Je veux parler de solitude, car la solitude est partout, tout le temps et souvent au milieu des gens.
Je ne sais plus comment c’est arrivé, mais j’ai changé ma manière de boire du café. Le café est plus sec, plus serré, je mets moins de temps à le préparer. J’utilise une cafetière italienne, dans laquelle il est conseillé de bien densifier le grain moulu et judicieusement sélectionné. J’enlève la cafetière du feu dès les premiers frémissements. Parfois, si je suis accompagnée d’une tierce personne qui aime les cafés serrés, j’ajoute de l’eau chaude dans ma propre tasse.
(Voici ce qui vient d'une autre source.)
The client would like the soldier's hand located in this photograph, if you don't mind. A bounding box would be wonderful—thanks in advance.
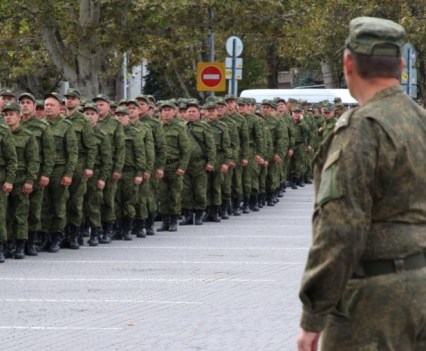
[155,169,164,179]
[84,168,93,179]
[220,164,229,173]
[38,176,49,188]
[61,176,72,186]
[96,179,105,190]
[3,183,13,193]
[22,183,33,195]
[112,172,121,182]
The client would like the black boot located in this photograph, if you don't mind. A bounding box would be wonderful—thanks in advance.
[37,232,50,252]
[249,195,260,212]
[210,206,220,223]
[99,223,112,244]
[68,225,80,250]
[243,196,250,214]
[25,232,38,256]
[121,218,133,241]
[48,233,64,252]
[157,214,170,232]
[232,197,241,216]
[87,227,101,246]
[195,210,204,225]
[179,210,194,225]
[132,219,146,238]
[145,212,155,235]
[13,240,26,260]
[0,242,6,263]
[169,215,178,232]
[220,204,229,219]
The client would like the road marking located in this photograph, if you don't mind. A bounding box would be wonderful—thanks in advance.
[0,299,204,305]
[0,325,124,330]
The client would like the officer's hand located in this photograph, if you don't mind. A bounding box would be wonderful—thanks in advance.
[220,164,229,173]
[3,183,13,193]
[297,329,321,351]
[112,172,121,182]
[206,163,214,172]
[22,183,33,195]
[38,176,49,188]
[84,169,93,179]
[61,176,72,186]
[96,179,105,190]
[155,169,164,179]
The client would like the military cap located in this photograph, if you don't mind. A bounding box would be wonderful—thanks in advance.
[46,91,62,105]
[0,88,15,97]
[18,93,35,103]
[3,102,21,112]
[261,99,277,110]
[293,104,303,112]
[136,94,151,104]
[115,107,129,115]
[203,102,217,110]
[237,97,247,105]
[225,95,237,101]
[345,17,405,57]
[64,88,81,99]
[126,99,139,107]
[92,94,111,104]
[160,100,176,108]
[83,102,99,113]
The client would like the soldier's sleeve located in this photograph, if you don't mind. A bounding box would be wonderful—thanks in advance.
[155,123,167,169]
[40,126,56,178]
[145,125,155,172]
[24,135,40,184]
[241,117,250,160]
[179,127,191,171]
[133,131,147,177]
[82,121,96,170]
[204,126,216,165]
[99,135,112,181]
[64,126,78,178]
[112,123,126,173]
[1,128,18,183]
[299,118,382,332]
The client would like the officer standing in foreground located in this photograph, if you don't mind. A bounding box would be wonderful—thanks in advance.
[298,17,426,351]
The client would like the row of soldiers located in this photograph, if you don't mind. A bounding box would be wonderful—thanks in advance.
[0,88,344,262]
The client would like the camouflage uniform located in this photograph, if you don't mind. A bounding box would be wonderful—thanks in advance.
[300,17,426,351]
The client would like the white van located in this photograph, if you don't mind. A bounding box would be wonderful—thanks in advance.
[240,89,357,105]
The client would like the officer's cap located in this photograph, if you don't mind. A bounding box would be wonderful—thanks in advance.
[345,17,405,57]
[92,94,111,104]
[64,88,81,99]
[3,102,21,112]
[18,93,36,106]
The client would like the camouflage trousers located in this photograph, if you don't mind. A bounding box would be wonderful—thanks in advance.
[321,268,426,351]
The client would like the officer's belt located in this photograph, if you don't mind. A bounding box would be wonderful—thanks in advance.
[354,251,426,278]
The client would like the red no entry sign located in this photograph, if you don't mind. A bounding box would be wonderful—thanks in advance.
[197,62,226,91]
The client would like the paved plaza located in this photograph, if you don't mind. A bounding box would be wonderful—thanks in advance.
[0,185,313,351]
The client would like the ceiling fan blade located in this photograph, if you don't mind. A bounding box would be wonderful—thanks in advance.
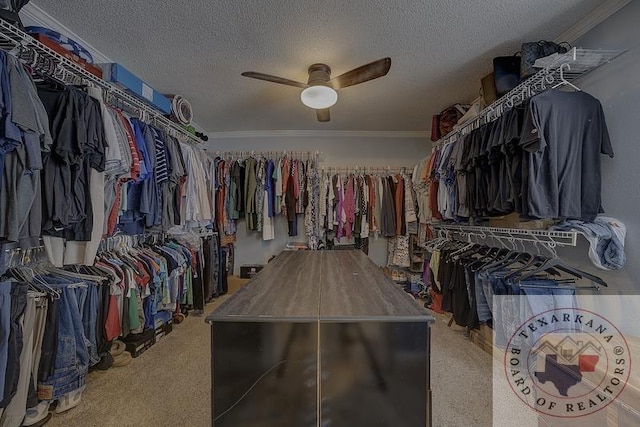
[316,108,331,122]
[329,58,391,89]
[242,71,309,89]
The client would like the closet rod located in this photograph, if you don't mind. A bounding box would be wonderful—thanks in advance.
[320,166,413,175]
[0,20,201,144]
[435,47,626,147]
[204,149,323,157]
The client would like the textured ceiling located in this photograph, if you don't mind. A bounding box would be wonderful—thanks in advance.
[36,0,601,132]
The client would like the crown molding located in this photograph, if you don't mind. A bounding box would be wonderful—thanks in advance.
[20,2,114,64]
[555,0,631,45]
[208,130,431,139]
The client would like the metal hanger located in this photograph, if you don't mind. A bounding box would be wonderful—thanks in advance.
[520,258,607,287]
[553,63,580,92]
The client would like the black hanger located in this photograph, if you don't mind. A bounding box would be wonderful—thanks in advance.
[520,258,607,287]
[469,248,509,272]
[482,251,529,273]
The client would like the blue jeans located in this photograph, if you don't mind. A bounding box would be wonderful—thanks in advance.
[475,271,492,322]
[518,279,578,343]
[75,282,100,366]
[0,282,27,408]
[38,284,89,400]
[0,282,11,402]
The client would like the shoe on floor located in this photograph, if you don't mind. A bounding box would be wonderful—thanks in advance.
[112,351,133,368]
[109,340,126,357]
[22,412,53,427]
[89,352,113,371]
[22,400,51,426]
[56,386,86,414]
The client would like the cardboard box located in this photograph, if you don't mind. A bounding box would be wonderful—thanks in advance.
[32,34,102,78]
[100,62,171,114]
[155,320,173,342]
[240,264,264,279]
[489,212,520,228]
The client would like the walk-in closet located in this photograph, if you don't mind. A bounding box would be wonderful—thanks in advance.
[0,0,640,427]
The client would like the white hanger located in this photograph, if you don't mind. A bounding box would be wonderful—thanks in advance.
[553,63,580,92]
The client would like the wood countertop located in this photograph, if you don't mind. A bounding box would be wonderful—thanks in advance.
[206,251,434,322]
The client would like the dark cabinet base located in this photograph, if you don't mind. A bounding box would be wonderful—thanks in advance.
[212,321,430,427]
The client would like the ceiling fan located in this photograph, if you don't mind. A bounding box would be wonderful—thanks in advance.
[242,58,391,122]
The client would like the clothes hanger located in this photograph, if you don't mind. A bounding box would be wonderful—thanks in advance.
[520,258,608,288]
[552,63,580,92]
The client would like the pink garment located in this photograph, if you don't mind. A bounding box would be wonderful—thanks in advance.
[336,175,344,242]
[344,175,356,237]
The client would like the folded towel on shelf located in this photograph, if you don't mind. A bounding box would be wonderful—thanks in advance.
[553,216,627,270]
[165,95,193,125]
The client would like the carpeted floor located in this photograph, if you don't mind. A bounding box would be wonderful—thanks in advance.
[47,296,492,427]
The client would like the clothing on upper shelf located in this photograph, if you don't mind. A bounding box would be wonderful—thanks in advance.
[0,233,218,426]
[0,52,225,267]
[413,90,613,222]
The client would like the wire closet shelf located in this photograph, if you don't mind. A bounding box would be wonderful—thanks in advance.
[0,20,200,144]
[436,47,626,146]
[431,224,578,256]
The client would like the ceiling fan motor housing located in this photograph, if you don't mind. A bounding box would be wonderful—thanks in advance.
[308,64,331,86]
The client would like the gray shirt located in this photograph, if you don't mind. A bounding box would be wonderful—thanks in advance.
[520,90,613,221]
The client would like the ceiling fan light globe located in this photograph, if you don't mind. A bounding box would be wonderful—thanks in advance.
[300,85,338,110]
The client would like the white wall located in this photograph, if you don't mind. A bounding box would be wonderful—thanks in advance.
[540,2,640,295]
[207,133,431,274]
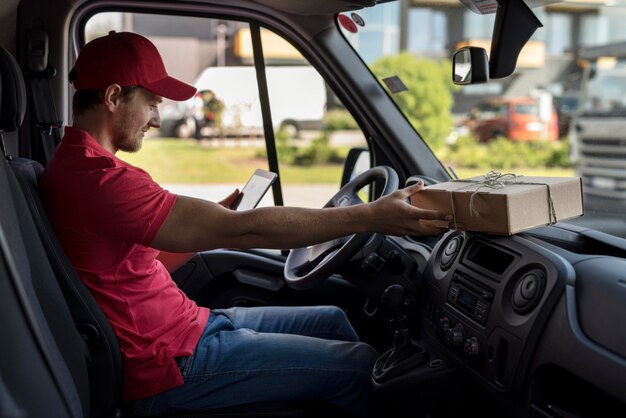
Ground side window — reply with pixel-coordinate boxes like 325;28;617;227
85;12;366;211
261;29;367;208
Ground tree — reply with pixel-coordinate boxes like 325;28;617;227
372;52;457;148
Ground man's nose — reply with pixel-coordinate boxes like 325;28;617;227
148;110;161;128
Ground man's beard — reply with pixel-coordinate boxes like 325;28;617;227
116;137;143;153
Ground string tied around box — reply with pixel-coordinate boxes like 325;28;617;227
450;171;558;229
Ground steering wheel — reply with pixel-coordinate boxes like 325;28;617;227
285;165;399;290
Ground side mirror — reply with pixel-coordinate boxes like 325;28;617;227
452;46;489;85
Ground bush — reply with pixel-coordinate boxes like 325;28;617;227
256;130;344;167
324;109;359;131
372;52;458;148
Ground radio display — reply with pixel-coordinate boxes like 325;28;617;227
467;241;515;274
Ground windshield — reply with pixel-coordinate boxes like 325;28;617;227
585;61;626;115
337;0;626;237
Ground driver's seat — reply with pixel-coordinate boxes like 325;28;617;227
0;47;336;418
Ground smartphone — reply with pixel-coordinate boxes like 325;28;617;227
230;168;278;210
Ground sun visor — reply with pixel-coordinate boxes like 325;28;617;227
461;0;561;15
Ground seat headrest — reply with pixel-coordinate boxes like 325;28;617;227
0;46;26;132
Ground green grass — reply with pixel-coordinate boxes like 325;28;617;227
117;138;347;184
118;138;574;184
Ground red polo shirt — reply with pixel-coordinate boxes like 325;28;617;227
40;127;209;400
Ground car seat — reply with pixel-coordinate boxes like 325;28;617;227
0;47;337;418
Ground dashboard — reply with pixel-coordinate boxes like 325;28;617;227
422;231;626;417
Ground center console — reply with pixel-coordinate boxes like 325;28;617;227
422;232;572;394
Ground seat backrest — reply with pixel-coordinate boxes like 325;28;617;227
0;47;122;417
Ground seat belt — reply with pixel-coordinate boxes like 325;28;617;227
24;29;63;166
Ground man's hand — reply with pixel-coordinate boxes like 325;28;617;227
152;180;451;252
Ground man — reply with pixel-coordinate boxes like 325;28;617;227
40;32;448;415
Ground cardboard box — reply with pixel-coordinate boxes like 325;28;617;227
411;173;584;235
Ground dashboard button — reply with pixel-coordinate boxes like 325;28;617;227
520;273;539;300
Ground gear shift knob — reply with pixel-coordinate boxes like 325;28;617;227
381;284;415;323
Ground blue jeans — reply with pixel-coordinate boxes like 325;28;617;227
134;306;378;416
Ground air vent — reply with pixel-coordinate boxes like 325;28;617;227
440;235;463;271
511;269;546;314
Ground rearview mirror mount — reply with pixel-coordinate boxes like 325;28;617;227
452;46;489;85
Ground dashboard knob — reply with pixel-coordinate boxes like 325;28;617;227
463;337;483;360
444;324;465;347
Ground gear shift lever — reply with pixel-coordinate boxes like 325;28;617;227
373;284;426;382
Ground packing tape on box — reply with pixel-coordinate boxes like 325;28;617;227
450;171;558;229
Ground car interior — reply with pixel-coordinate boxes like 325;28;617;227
0;0;626;418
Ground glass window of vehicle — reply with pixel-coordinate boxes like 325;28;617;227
338;1;626;237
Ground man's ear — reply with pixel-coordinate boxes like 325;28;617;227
104;84;122;111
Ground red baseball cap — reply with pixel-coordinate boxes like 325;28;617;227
71;31;196;101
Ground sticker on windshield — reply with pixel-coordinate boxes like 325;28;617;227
350;12;365;27
337;14;359;33
461;0;498;15
383;75;408;93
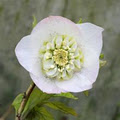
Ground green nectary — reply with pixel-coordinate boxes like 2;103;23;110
40;35;84;80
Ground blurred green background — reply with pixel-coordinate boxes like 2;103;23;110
0;0;120;120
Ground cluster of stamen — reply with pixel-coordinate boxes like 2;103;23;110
40;35;84;80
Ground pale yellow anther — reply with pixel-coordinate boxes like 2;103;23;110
40;35;84;80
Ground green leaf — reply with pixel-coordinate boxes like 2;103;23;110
25;106;54;120
54;93;78;100
77;18;82;24
99;60;107;68
45;101;77;116
12;94;24;112
22;88;53;118
83;90;89;96
32;15;37;28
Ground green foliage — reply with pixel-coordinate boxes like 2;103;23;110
25;106;54;120
23;88;53;118
12;94;24;112
54;93;78;100
45;101;77;116
12;88;77;120
99;54;107;68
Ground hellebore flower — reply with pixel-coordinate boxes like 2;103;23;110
15;16;103;93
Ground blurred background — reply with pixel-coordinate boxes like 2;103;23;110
0;0;120;120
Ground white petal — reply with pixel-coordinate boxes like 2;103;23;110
56;51;99;92
15;32;48;72
15;35;38;71
42;59;55;70
46;68;57;77
32;16;80;39
30;74;66;94
77;23;104;55
56;36;62;48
Mes goûts n’ont pas tellement changé.
Le temps est doux et coloré, il s’écoule lentement : c’est intemporel et beau, cette parcelle, ce moment de vie, intense, logique et bien construit (ça pourrait durer toute la vie). Et du coup c’est un peu chiant. Les gestes s’installent et ainsi le café est toujours bon : il faut juste veiller à ne pas oublier d’ôter la cafetière du feu une fois que l’eau frémit. Frrrrrrémit.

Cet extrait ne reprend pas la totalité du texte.